La participation de certains éléments de l’armée à ces expéditions nocturnes ne faisait aucun doute et il était à peu près évident que le mouvement avait été lancé par des hommes de la caserne Dessaline - directement commandité par le CNG, ou peut-être, à l’initiative « privée » du colonel Jean-Claude Paul, qui semblait avoir ses propres projets politiques, et en tous les cas, sa propre ambition. Mais à en juger par l’extension de ce mouvement, y compris dans un grand nombre de villes de province, les militaires étaient relayés à la fois par une sorte d’extrême-droite civile, composée d’ex-macoutes ou pas, et sans doute par des lumpen-prolétaires armés et protégés par la police, voyous que l’on ait autorisé à joindre l’utile à l’agréable en quelque sorte, c’est-à-dire la répression au brigandage pur et simple. Mais il faut se souvenir que c’est sur cette base-là que s’était développé, sous le premier des Duvalier, le « macoutisme », cette sorte de « fascisme » de pays pauvre.
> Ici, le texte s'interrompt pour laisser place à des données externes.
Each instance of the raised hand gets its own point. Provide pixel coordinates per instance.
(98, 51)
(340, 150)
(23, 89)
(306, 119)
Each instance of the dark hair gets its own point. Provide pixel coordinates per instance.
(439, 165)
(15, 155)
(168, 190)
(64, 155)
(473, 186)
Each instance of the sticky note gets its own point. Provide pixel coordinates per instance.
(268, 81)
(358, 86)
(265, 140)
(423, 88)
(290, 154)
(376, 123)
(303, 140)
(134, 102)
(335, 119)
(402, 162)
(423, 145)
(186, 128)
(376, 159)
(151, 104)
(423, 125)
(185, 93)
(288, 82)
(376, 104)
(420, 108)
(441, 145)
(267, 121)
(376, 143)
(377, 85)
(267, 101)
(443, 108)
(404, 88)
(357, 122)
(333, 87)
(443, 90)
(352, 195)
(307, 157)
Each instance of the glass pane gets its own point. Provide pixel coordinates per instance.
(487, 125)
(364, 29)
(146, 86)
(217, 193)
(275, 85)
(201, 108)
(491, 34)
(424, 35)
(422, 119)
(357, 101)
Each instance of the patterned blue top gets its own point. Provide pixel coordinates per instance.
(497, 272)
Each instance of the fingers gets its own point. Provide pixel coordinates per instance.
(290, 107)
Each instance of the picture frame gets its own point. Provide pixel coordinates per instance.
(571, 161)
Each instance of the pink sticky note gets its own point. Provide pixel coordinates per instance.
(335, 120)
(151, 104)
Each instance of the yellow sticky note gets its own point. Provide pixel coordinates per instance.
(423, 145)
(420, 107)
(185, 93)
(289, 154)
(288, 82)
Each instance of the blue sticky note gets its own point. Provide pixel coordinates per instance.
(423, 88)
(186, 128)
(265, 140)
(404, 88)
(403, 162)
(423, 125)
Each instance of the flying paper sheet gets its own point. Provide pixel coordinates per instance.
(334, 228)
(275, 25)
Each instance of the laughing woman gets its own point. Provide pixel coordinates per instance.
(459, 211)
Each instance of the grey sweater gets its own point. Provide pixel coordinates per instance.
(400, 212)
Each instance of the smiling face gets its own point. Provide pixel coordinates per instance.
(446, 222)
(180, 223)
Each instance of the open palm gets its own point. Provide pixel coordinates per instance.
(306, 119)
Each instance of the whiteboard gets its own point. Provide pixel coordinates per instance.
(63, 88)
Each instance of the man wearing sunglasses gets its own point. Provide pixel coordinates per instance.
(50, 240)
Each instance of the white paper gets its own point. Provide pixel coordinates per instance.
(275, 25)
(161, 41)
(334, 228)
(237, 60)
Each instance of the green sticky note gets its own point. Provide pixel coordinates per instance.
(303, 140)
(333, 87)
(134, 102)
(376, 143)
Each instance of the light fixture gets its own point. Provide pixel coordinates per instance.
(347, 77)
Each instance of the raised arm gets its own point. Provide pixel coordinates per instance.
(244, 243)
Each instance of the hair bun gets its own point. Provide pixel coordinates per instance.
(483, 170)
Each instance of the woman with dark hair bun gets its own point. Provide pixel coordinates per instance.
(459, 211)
Les agissements de ces hommes revêtirent des formes plus ouvertes dans différents endroits de la province. Dans plusieurs « sections rurales » et petites villes, les « déchoukages » reprirent, mais cette fois, non pas contre des macoutes ou des notables mis en place sous Duvalier, mais contre des gens réputés « communistes » - et il ne fallait pas grand’chose pour mériter cette réputation. Dans la petite ville de Léôgane, un candidat à la prési-dence, aux opinions fort modérées et tout à fait de droite, venu tenir un meeting électoral, se fit ainsi découper à coups de machettes par une bande d’hommes criant « à bas le communisme ».